Sensible sentencing for a safer california
In late 2007, on the heels of a blistering report from the Little Hoover Commission—an independent California state oversight agency—the federal courts found that prison overcrowding is the cause of unconstitutional levels of health and mental health care in California prisons and mandated that the state reduce its prison population. In its report, the Commission recommended changing parole policies, supervising more offenders locally, implementing evidence-based programs that treat underlying criminogenic needs such as mental health and substance use disorders, and—as it has recommended for the past two decades—establishing an independent sentencing commission to evaluate California’s labyrinth of sentencing laws and to develop guidelines for coherent and equitable sentencing.
The state, however, did not share the Little Hoover Commission’s sense of urgency, waiting until 2011 to take its first serious step toward resolving the problem by implementing public safety realignment—shifting responsibility and funding for many low-level felons from state to local supervision. That move, however important, was still not enough to stop the trajectory of prison population growth in California. In February 2014, the federal courts granted California one final two-year reprieve to reduce prison overcrowding. But this is California’s last chance to fix its system before the federal court takes control: If the state does not meet population reduction benchmarks, the federal court will start releasing prisoners. The first interim benchmark is just over a month away.
Not long after the federal courts granted the state the two-year reprieve, the Little Hoover Commission issued a new report, Sensible Sentencing for a Safer California, that updates its 2007 work on corrections and sentencing reform. In this recent report, the Commission urged policymakers to use the two-year reprieve to make the long-term changes that elected officials have lacked the will to implement in the past.
At a Sacramento public hearing held before the release of the 2014 report, Peggy McGarry, director of Vera’s Center on Sentencing and Corrections, testified that California has arrived at a moment of opportunity for comprehensive sentencing reform. She said that California and many other states seem to be stuck in a 1970s-era punishment-based system that drains resources from education and health care to fund incarceration.

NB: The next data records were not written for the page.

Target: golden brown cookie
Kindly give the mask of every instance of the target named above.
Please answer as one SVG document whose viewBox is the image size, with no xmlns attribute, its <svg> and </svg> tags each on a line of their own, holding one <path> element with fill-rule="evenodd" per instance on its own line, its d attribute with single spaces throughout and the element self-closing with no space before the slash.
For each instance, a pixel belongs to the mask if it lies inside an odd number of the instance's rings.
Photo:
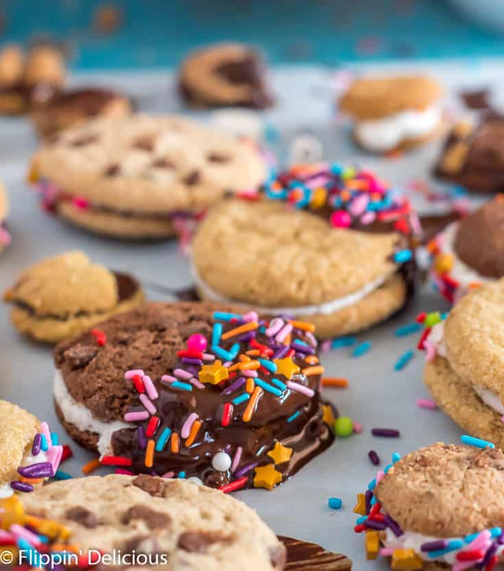
<svg viewBox="0 0 504 571">
<path fill-rule="evenodd" d="M 132 112 L 130 99 L 110 89 L 70 89 L 36 106 L 31 114 L 38 134 L 52 137 L 63 129 L 97 117 L 123 117 Z"/>
<path fill-rule="evenodd" d="M 165 238 L 226 192 L 266 175 L 256 149 L 176 116 L 97 119 L 42 147 L 30 179 L 43 205 L 95 232 Z"/>
<path fill-rule="evenodd" d="M 55 343 L 142 303 L 140 284 L 128 274 L 92 264 L 70 252 L 29 267 L 5 293 L 11 319 L 22 333 Z"/>
<path fill-rule="evenodd" d="M 361 77 L 339 101 L 355 121 L 354 137 L 367 150 L 409 150 L 441 132 L 440 85 L 423 76 Z"/>
<path fill-rule="evenodd" d="M 273 103 L 264 75 L 256 50 L 240 44 L 218 44 L 184 60 L 179 85 L 186 101 L 196 106 L 263 108 Z"/>
<path fill-rule="evenodd" d="M 475 444 L 394 454 L 354 509 L 368 559 L 389 557 L 396 571 L 495 566 L 503 549 L 504 453 Z"/>
<path fill-rule="evenodd" d="M 369 205 L 369 197 L 345 190 L 353 183 L 339 174 L 325 183 L 342 185 L 342 194 L 350 196 L 339 210 L 329 207 L 334 196 L 320 202 L 322 186 L 313 191 L 311 206 L 289 208 L 285 200 L 291 197 L 275 186 L 286 176 L 265 191 L 273 199 L 281 195 L 280 200 L 224 201 L 201 223 L 191 252 L 202 298 L 306 319 L 322 338 L 365 328 L 402 308 L 411 293 L 411 269 L 404 265 L 412 254 L 394 222 L 383 217 L 383 223 L 362 223 L 367 206 L 357 213 L 357 203 Z"/>
</svg>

“If we now know that we can influence and impact behavioral outcomes for most offenders with appropriate assessments and targeted interventions, why would we continue to create or maintain sentencing policies that are based on a ‘punishment only’ model and spend huge amounts of money on sending so many people to prison and keeping them there for long periods of time?” McGarry said.
The Commission urged policymakers to amend California’s penal code to expand the purpose of incarceration from punishment alone to also include reduced recidivism and successful community integration, as well as establish a Criminal Justice Information Center that would collect data on sentencing and best practices and provide recommendations on opportunities to improve sentencing and public safety.

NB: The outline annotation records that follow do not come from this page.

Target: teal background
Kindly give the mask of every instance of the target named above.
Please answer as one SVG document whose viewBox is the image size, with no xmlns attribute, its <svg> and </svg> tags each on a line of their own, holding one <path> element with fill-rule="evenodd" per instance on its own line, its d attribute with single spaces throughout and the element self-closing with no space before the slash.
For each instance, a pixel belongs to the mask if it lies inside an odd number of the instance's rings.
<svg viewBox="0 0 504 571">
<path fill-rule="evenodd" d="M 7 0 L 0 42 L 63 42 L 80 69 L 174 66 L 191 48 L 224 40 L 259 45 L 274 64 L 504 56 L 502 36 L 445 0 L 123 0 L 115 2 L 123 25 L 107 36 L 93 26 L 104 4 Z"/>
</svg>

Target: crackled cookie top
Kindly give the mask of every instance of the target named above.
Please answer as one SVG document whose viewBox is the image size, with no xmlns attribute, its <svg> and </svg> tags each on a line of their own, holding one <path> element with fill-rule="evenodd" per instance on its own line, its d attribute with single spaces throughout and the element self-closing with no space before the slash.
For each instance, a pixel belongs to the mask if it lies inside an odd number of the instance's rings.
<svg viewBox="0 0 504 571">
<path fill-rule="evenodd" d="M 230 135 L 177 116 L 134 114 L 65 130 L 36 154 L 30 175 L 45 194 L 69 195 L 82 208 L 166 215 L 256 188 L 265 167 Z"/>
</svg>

“California’s leaders failed to deal with overcrowding and lost control of our prisons to federal courts,” said then-Little Hoover Commission Chairman Jonathan Shapiro on the day the report was issued. “California taxes pay for the multi-billion dollar prison system. Californians should decide who is incarcerated, why, and for how long. It’s long past time for Californians to debate and decide what kind of prisons they want and can afford.”
Carole D’Elia is executive director of California’s Little Hoover Commission. The Commission is a bipartisan and independent state agency charged with recommending ways to improve the efficiency and effectiveness of state programs. The Commission’s recommendations are submitted to California’s governor and legislature for their consideration and action.